Safe predictions for glmnet objects

# S3 method for glmnet
safe_predict(object, new_data, type = c("response",
  "class", "prob", "link"), ..., penalty = NULL, threshold = 0.5)

Arguments

object

TODO

new_data

TODO

type

TODO

...

Unused. safe_predict() checks that all arguments in ... are evaluated via the ellipsis package. The idea is to prevent silent errors when arguments are mispelled. This feature is experimental and feedback is welcome.

penalty

Unlike safe_predict.cv.glmnet(), here you can explicitly set a value of penalty. In the CV version you have to pick one of the cross-validated versions of the penalty.

threshold

A number between 0 and 1 to use as a threshold for classification. When the class probability for the class corresponding to a positive event is greater than the threshold, the event will be classified as positive. Defaults to 0.5.

Value

A tibble::tibble() with one row for each row of new_data. Predictions for observations with missing data will be NA. Returned tibble has different columns depending on type:

  • "response":

    • univariate outcome: .pred (numeric)

    • multivariate outcomes: .pred_{outcome name} (numeric) for each outcome

  • "class": .pred_class (factor)

  • "prob": .pred_{level} columns (numerics between 0 and 1)

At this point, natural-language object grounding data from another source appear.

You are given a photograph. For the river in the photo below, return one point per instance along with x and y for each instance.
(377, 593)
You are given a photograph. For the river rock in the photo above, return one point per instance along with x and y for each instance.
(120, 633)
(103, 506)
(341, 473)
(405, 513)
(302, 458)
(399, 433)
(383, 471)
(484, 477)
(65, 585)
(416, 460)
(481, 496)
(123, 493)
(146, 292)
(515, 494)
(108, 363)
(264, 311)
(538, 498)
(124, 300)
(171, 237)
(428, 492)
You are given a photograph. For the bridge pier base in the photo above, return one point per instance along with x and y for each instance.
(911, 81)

  • "link": .pred (numeric)

  • "conf_int": .pred, .pred_lower, .pred_upper (all numeric)

  • "pred_int": .pred, .pred_lower, .pred_upper (all numeric)

If you request standard errors with std_error = TRUE, an additional column .std_error.

For interval predictions, the tibble has additional attributes level and interval. The level is the same as the level argument and is between 0 and 1. interval is either "confidence" or "prediction". Some models may also set a method attribute to detail the method used to calculate the intervals.